【8月30日 AFP】東地中海でのトルコとギリシャの緊張が高まる中、トルコは29日、同海域で新たな軍事演習を開始した。一方のギリシャは、同国当局が管轄する空域にトルコ軍機が侵入したと批判している。

 北大西洋条約機構(NATO)加盟国同士のトルコとギリシャは、東地中海の海域の領有権と天然ガス資源をめぐって長年対立しており、両国はそれぞれ対抗する形で海軍の演習を開始している。

 トルコは海上安全情報を船舶向けに放送する国際的なナブテックスシステムを使って、29日から来月11日まで同国南部アナムル(Anamur)沖のキプロス北方に位置する海域で「砲撃演習」を行うと通知した。

 さらにギリシャ国防参謀本部HNDSは、複数のトルコ戦闘機が28日、ギリシャ当局が航空管制の責任を持つアテネ飛行情報区(FIR)に入ったと報告した。

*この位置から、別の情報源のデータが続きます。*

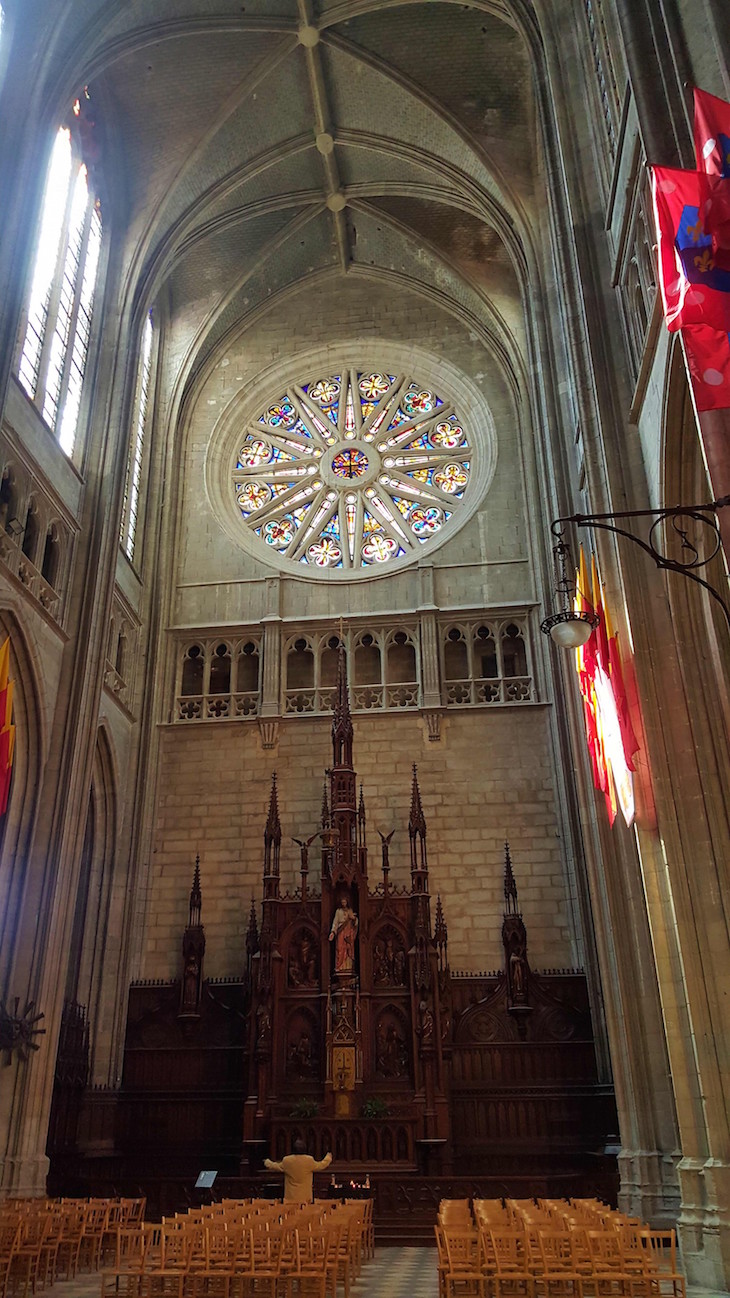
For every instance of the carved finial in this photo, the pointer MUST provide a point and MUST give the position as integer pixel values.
(252, 935)
(509, 884)
(272, 844)
(440, 931)
(273, 832)
(342, 719)
(417, 820)
(195, 897)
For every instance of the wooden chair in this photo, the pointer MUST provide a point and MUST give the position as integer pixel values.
(608, 1277)
(512, 1275)
(164, 1276)
(9, 1241)
(26, 1258)
(559, 1276)
(124, 1276)
(69, 1244)
(465, 1276)
(660, 1258)
(94, 1229)
(313, 1271)
(442, 1258)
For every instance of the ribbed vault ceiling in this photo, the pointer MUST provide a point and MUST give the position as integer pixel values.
(266, 144)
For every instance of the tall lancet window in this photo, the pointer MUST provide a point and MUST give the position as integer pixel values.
(133, 486)
(57, 326)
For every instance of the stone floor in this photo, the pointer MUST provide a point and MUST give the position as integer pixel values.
(392, 1273)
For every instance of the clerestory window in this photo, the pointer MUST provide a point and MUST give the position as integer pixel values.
(133, 486)
(57, 325)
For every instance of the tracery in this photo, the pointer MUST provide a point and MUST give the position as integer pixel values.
(353, 470)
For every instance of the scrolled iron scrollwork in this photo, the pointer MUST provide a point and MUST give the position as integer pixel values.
(703, 514)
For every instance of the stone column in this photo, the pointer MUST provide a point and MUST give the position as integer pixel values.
(270, 667)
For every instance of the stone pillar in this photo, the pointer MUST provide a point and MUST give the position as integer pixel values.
(270, 667)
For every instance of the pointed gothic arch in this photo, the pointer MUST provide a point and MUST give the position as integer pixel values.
(26, 787)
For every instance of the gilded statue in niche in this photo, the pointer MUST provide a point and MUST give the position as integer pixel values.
(343, 933)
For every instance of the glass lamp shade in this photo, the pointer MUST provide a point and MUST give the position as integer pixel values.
(569, 630)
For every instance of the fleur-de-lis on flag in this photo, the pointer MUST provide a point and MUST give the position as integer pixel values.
(704, 262)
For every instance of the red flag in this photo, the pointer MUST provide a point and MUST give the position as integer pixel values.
(712, 146)
(7, 728)
(708, 361)
(694, 288)
(628, 736)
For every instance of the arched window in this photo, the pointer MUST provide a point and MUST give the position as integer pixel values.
(300, 678)
(329, 663)
(455, 656)
(31, 532)
(400, 671)
(300, 666)
(9, 502)
(366, 661)
(220, 670)
(192, 671)
(51, 557)
(513, 653)
(53, 355)
(133, 486)
(485, 654)
(248, 667)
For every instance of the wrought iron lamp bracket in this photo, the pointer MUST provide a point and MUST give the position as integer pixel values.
(703, 514)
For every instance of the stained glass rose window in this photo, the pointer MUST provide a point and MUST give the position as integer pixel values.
(352, 470)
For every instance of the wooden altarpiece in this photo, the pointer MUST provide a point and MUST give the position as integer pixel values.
(347, 988)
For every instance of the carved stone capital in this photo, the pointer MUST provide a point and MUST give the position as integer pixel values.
(269, 731)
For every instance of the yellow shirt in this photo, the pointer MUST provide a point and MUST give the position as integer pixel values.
(298, 1170)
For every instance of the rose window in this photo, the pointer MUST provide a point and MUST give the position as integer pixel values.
(353, 470)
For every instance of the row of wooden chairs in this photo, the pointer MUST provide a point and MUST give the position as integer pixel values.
(46, 1240)
(244, 1249)
(521, 1249)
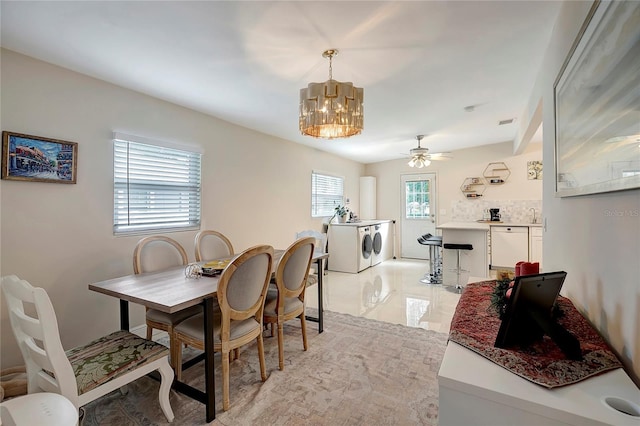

 この日、ギリシャのF16戦闘機4機は、NATOの団結を示すために米軍のB52爆撃機6機が欧州と北米の全加盟国の上空を1日で飛行する「アライドスカイ(Allied Sky)」作戦の一環として、B52爆撃機1機を護衛していた。

 HNDSは、トルコによる侵入が「挑発的で同盟に反した」態度だと非難。ギリシャの戦闘機がトルコ軍機を追い払ったという。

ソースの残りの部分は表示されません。